Date filtering using DATEDIFF

  • I am attempting to create an episode marker when duration between dates is >= 90 days, filtered by EMID.  Below is the query I ran, with actual vs expected output in the attached file.   There are 2 issues: 1- the DATEDIFF function is supposed to restart with each new EMID (which is the point of using partition)- currently this is not the case.  2- The query is not recognizing 90 day periods within the same EMID, only the transition from one EMID to another.  Hopefully the actual vs expected table will clarify these issues.

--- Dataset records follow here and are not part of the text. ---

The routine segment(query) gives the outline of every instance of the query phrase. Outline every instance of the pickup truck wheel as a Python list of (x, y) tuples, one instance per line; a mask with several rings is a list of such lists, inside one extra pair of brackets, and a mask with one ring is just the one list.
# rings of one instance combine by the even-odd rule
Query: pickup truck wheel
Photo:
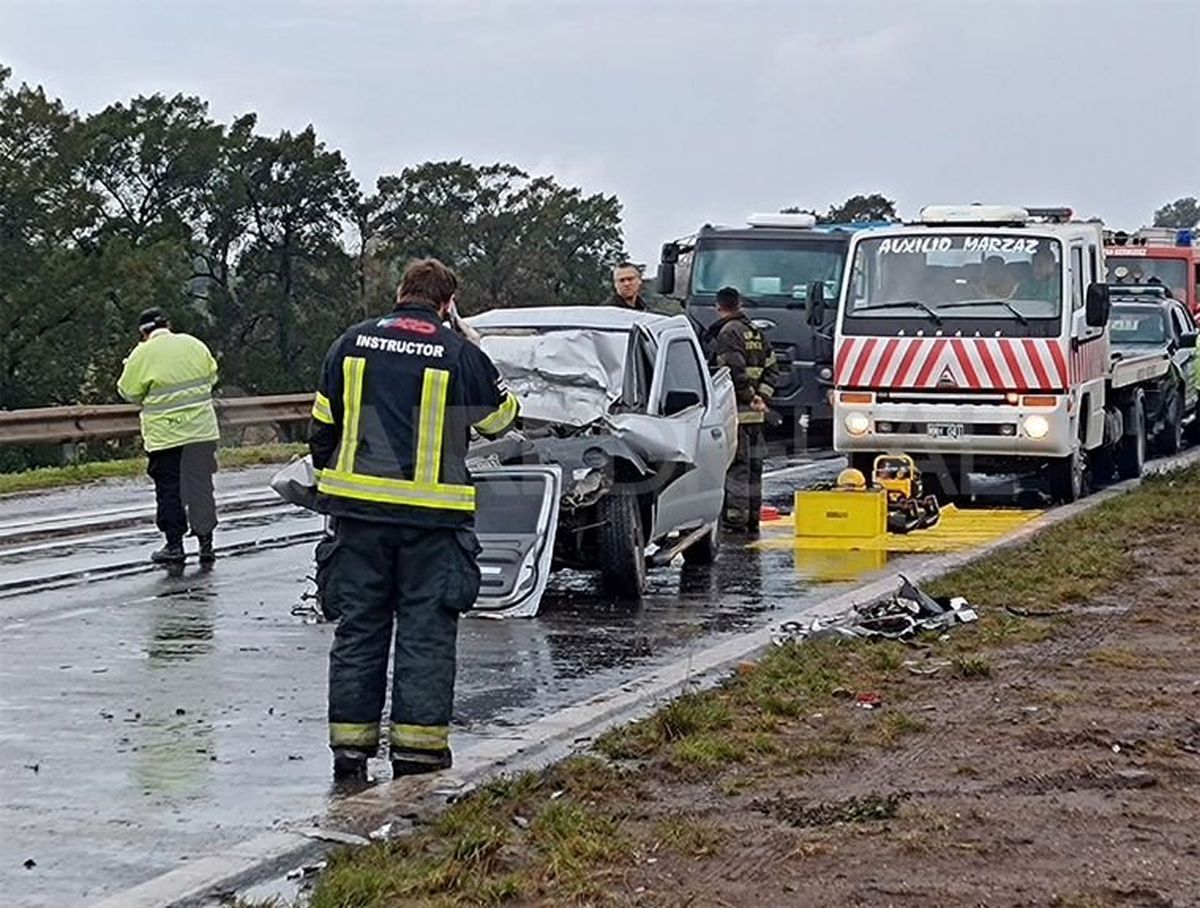
[(1183, 407), (1183, 391), (1176, 388), (1167, 401), (1167, 424), (1158, 437), (1158, 449), (1164, 454), (1178, 454), (1183, 448)]
[(712, 529), (683, 550), (685, 564), (712, 564), (721, 551), (721, 525), (714, 523)]
[(1122, 479), (1137, 479), (1146, 464), (1146, 412), (1139, 395), (1129, 408), (1132, 434), (1121, 436), (1117, 442), (1117, 475)]
[(619, 599), (640, 599), (646, 590), (646, 535), (637, 499), (614, 492), (596, 505), (597, 560), (604, 591)]
[(1192, 421), (1188, 424), (1186, 437), (1188, 444), (1200, 444), (1200, 400), (1196, 401), (1196, 412), (1192, 414)]
[(1074, 453), (1050, 461), (1047, 478), (1050, 480), (1050, 497), (1061, 504), (1071, 504), (1084, 496), (1084, 473), (1086, 464), (1082, 447)]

    SELECT TOP (1000) [EMID],[visit_date_01],
    CASE
    WHEN DATEDIFF(DAY, visit_date_01, LAG(visit_date_01,1,getdate()) OVER (partition by EMID order by EMID)) <= 90 THEN '1'
    WHEN DATEDIFF(DAY, visit_date_01, LAG(visit_date_01,1,getdate()) OVER (PARTITION BY EMID ORDER BY EMID)) BETWEEN 90 AND 179 THEN '2'
    WHEN DATEDIFF(DAY, visit_date_01, LAG(visit_date_01,1,getdate()) OVER (PARTITION BY EMID order by EMID)) > 180 THEN '3'
    END AS EPISODE
    FROM [res_treatment_escalation].[dbo].['c-spine_full_dataset_4#29#20_wi$']
    Attachments:
    You must be logged in to view attached files.
  • based on your expected I would suggest you change the default value from getdate() to visit_date_01

    and add visit_date_01 to the order by (instead of EMID as that is already on the partition)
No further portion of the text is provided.